突然の大切な人の訃報。
それを人はどう受け止めていくことができるのか。
その人の行動をなぞって、知ろうとする。
そんな方法もあるんだなと。
今回読んだのは、額賀澪さんの『世界の美しさを思い知れ』です!
YouTubeの『ほんタメ!』で齋藤明里さんが紹介していた1冊です。
表紙がすごく独特ですよね。
どくろにきれいな花が飾ってある。
でも、これはちゃんとしたものなんですね。
世界には私たちが知らないものが溢れている。
それを知っていく旅というのも一つ大事なことだなと感じます。
ここでは、『世界の美しさを思い知れ』のあらすじや感想を紹介していきます。
Contents
『世界の美しさを思い知れ』のあらすじ
蓮見貴斗と尚斗は一卵性双生児。
弟の尚斗は俳優であり、若手の中でも片手で数えられるくらいに人気が出ていた。
しかし、ある日、マンションのドアで首を吊って姿で発見される。
突然の弟の訃報に動揺する貴斗。
葬儀を終えて数日後に尚斗のスマホが見つかる。
顔認証でロックされていたが、試してみると貴斗はスマホを開くことができてしまった。
スマホの未読メールには北海道・礼文島行きの航空券が届いており驚く。
自殺したのに、どうして旅行に行こうとしたのか。
その答えを知るために貴斗は旅に立る。
弟が何を思って、何を見て生きてきたのか。
生きることをもう一度、問い直す。
もし突然、大切な人がいなくなったら
『世界の美しさを思い知れ』を読みながら、
「自分が同じ立場だったらどう感じるだろうか」
と自身に問いかけた読者は多いと思います。
まあ自分は双子じゃないですけど、それでも大切な人はいます。
その人が突然、いなくなってしまったら。
簡単には受け止めることってできないですよね。
最近読んだ町田そのこさんの『宙ごはん』でも、人の死に対する受け止め方って千差万別でした。

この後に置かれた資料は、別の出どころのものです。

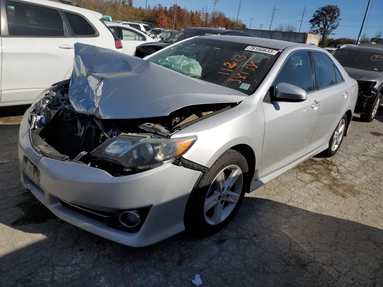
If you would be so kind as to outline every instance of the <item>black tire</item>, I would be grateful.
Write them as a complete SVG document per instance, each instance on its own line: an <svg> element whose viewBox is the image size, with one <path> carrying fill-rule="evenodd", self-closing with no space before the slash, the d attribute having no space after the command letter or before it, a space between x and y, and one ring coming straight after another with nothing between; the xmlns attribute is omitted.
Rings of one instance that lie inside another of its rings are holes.
<svg viewBox="0 0 383 287"><path fill-rule="evenodd" d="M212 225L208 223L205 218L205 201L214 179L220 171L231 165L239 167L243 175L242 186L239 199L231 213L225 219L219 224ZM248 178L249 167L244 157L234 150L231 149L225 152L208 170L197 188L190 194L184 218L187 231L195 235L206 235L216 232L227 225L239 208L247 188Z"/></svg>
<svg viewBox="0 0 383 287"><path fill-rule="evenodd" d="M380 93L378 93L378 95L375 98L374 101L371 101L367 103L367 106L366 107L366 112L364 114L360 115L360 119L363 122L372 122L375 117L376 113L373 114L374 108L375 108L377 103L378 104L378 108L379 109L379 104L380 103L380 99L381 99L382 95Z"/></svg>
<svg viewBox="0 0 383 287"><path fill-rule="evenodd" d="M335 132L337 130L337 129L338 128L338 126L342 120L344 121L345 123L345 125L344 127L344 130L343 132L343 133L342 135L342 139L340 139L340 142L338 145L337 147L336 148L336 149L334 150L332 150L332 140L334 137L334 135L335 134ZM319 155L318 155L318 157L331 157L333 155L336 153L338 151L338 150L340 147L340 145L342 144L342 142L343 141L343 139L344 138L344 134L346 132L346 129L347 128L347 116L345 114L342 117L340 120L339 121L339 122L338 123L338 124L337 125L337 127L335 128L335 129L334 130L334 132L331 135L331 138L330 139L330 142L329 142L329 147L327 148L327 150L324 150L322 152L320 153Z"/></svg>

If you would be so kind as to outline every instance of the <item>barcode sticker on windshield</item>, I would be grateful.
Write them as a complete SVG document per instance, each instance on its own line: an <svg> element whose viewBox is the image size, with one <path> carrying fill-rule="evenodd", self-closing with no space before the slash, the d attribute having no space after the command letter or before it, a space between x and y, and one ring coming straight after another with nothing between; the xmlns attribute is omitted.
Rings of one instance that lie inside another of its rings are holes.
<svg viewBox="0 0 383 287"><path fill-rule="evenodd" d="M262 48L255 46L247 46L245 48L245 50L252 52L260 52L261 53L266 53L267 54L271 54L272 55L275 55L278 52L278 51L276 50L272 50L267 48Z"/></svg>

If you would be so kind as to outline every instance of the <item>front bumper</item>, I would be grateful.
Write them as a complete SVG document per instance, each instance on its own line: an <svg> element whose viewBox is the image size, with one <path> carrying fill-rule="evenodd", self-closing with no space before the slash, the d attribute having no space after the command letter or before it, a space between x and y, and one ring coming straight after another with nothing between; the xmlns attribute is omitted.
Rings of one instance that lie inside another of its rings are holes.
<svg viewBox="0 0 383 287"><path fill-rule="evenodd" d="M134 247L145 246L183 231L190 192L201 172L167 163L131 175L114 177L87 165L42 156L31 143L27 117L19 134L21 182L62 219L92 233ZM38 169L39 178L23 164L24 157ZM140 230L129 233L65 207L60 200L85 208L111 212L151 205Z"/></svg>

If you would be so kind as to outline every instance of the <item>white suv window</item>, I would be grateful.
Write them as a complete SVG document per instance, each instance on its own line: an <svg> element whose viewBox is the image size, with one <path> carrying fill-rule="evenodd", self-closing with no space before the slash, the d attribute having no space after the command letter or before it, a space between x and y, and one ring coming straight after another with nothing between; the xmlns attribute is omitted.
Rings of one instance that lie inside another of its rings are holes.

自分だったらしばらくはなにもできずにぼんやりとして過ごす気がします。
それか猛烈に仕事に取り組んでるかも。
いなくなってしまった現実を直視しない方法を選んでしまいそうです。
うちは家族もみんな健康だし、親もまだまだ元気そのもの。
それでも、突然の別れって、予測できないから突然なんですよね。
そんな覚悟なんて持っている人の方が少ない。
そう考えると、いま一緒にいることができることって、幸せで大事にしていかなくてはいけない。
ついつい、ゲームしたり、スマホいじったりしちゃうけど、その瞬間にも、一緒にいることのできる時間がどんどん減っていっているんですね。
世界は美しいもの
自分の世界って案外狭いものなんですよね。
小学生、中学生くらいだと、学校と部活と家庭ぐらいのもの。
高校生になってちょっと視野が広くなってきて、電車に乗ってどっか行ったりするかな。
大学生で新しい経験をして、社会人になってまた新しい世界に触れていって。
でも、そのうち結婚して子供が生まれて。
家庭というものを持つと、限られた中でしか自分って生きていないなって思います。
もっとも多くのことを感じて影響を受けていた大学生のころでさえ知らないことが山ほどあり、小さなことでくよくよしたものです。
『世界の美しさを思い知れ』を読んでいると、
「もっと遠くを見てみようよ」
という気持ちにさせられます。
自分が知らなかったものに触れてみようって。
昔、一人でタイに旅行に行ったことがありました。
あれは衝撃だった。
日本とはまったく違う世界。
それだけでも自分がいかに小さい生き物だったのかということを痛感させられました。
スキューバダイビングも私に多くのことを教えてくれたなって。
海が見せてくれるものって、ふつうに生きていたら知らないことばかりなんですよね。
一気に解放されたことを今でも覚えています。
この世って、汚いことも苦しいことも山ほどあるし、そちらばかりが目に付くけど、ちょっと見るものを変えるといろんな美しいものがある。
それを知ることができると、人生ってもっともっと輝いて見えるんだろうな。
おわりに
生きること、死ぬこと。
ふつうに生きていればあまり意識して考えないものです。
『世界の美しさを思い知れ』は、そんな大切だけど目に映っていなかったものを教えてくれるなと感じます。
2021年12月に出た本書ですが、テーマ性もあり、映像にしたらきっと本当に世界の美しさを教えてくれそう。
現段階ではそうした話はないみたいですが、いつか映画とか、映像化されることをとても期待しています。